Congress under George W. Bush, in 2006, voted overwhelmingly — 98-0 in the Senate and 390-33 in the House — to extend the Voting Rights Act, including the existing preclearance provisions for certain states, for another 25 years.
Yet, last Tuesday, the Supreme Court voted 5-4 to effectively halt enforcement of the 1965 act, which requires advance approval of changes in voting laws in places with a record of discrimination.
In 2006 and again in 2009, the court told Congress to revise the VRA because it has not changed for nearly five decades. Congress was also to study how states and jurisdictions were subject to preclearance. The VRA mandated that some states, as well as counties in other states, were subject to special federal enforcement in an effort to make sure that racial discrimination against voters was not affecting their rights at the ballot box.
The VRA, in our opinion, worked to bring about greater participation by minorities in the voting process. It is indeed one of America’s great civil rights advances.
Yet, Congress simply kicked the can down the road, and now the Supreme Court, with last week’s decision, is kicking it back. In doing so, it sets the stage for chaos.
The VRA was founded on discrimination against blacks.
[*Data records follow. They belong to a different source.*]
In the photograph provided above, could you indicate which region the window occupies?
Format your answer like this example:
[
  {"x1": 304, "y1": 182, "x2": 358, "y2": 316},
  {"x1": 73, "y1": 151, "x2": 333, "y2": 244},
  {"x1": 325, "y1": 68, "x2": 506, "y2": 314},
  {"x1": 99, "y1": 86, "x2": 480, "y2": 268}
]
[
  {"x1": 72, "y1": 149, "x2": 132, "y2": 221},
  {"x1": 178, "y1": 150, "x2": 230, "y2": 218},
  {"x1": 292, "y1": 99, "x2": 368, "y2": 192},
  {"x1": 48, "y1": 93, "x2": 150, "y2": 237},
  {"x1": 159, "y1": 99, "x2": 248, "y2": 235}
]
Discrimination hasn’t gone away, but we acknowledge that its victims may have changed, as has the way the preclearance should be handled.
Unfortunately, the current Congress seems so polarized that it would be incapable of updating a voting rights law.
Congress must quickly move forward to protect voting standards and thwart changes to state laws that will make it difficult or impossible for individuals to vote, whether that be because of race, religion, gender or age.
Until then, we fear we no longer have a champion at the polls.